With Marie-Laure’s blindness we get a sense of her view of the world via Mr Doerr’s descriptive language of sound, touch and smell. For Werner, it is sound that is the life-changing sense for him with his fascination with radio waves. He learns about the world via broadcasts he tunes into as a child and this leads to his absorption into the Nazis, initially an escape for him from his life but ultimately seeing him doing things he doesn’t agree with.
At its essence, this book contemplates the wonders of the natural world alongside the wonders of the technological world, all against the backdrop of war. It stayed with me long after I finished and I will likely read it again one day to re-savour it. In the meantime, I look forward to watching the television series out now to see if it lives up to the original story.
Auē by Becky Manawatu
Published 2019
Winner of the Best Fiction and Best First Book of Fiction at the 2020 Ockham New Zealand Book Awards, Best Crime Novel and Best First Novel at the 2020 Ngaio Marsh Awards
“Taukiri and I drove here in Tom Aiken’s truck. We borrowed it to move all my stuff. Tom Aiken helped. Uncle Stu didn’t. This was my home now.”

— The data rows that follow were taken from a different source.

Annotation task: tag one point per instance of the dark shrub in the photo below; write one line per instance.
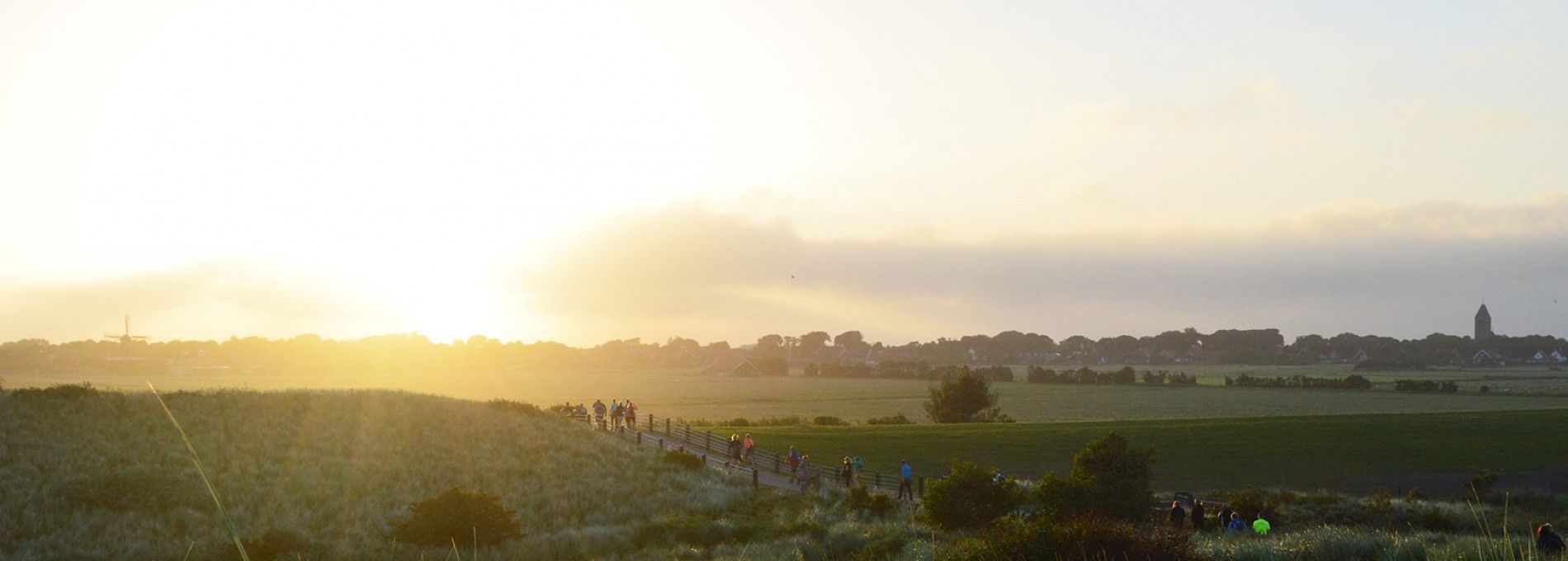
(682, 460)
(57, 392)
(897, 419)
(1108, 480)
(276, 544)
(968, 497)
(456, 514)
(963, 400)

And simply like that, we meet several characters in this wonderfully New Zealand story that is told with compassion and unexpectedly grabbed my heart. The cover attracted me at a book fair and from the moment I opened it I was drawn into the narrative – initially told from the point of view of an 8-year-old boy, then from his teenage brother. Interwoven between their stories is a young couple who meet and fall in love, causing two worlds to collide with disastrous consequences. Each page held words that immersed me into their lives in the South Island, lives filled with dysfunction and trauma. Despite this, the sense of hope and love experienced by these children is apparent and the mother in me felt for them.
Ārama is taken to live with his aunt and uncle near Kaikoura, left there by his teenage brother Taukiri who feels it is the right thing to do, even though it breaks his heart. Ārama’s young eyes observe the world around him, trying to make sense of what has gone before and what lies ahead, his vulnerabilities and unexpressed emotions held together by his obsession with sticking plasters that literally and metaphorically heal his hurt. Taukiri is a lost young man looking for himself in the wrong places, the legacy of his parents’ lives melting into his own and causing him to perpetuate their mistakes. Underlying all of this is a sense of family, heritage – both Māori and European – and the power of books, music and language that bind generations together.
This book is homegrown and heartfelt. The story behind its genesis is heartbreaking and the story within it touches on this heartbreak but is ultimately one of hope with characters who are now part of my psyche, never to be forgotten. This is definitely one worth reading.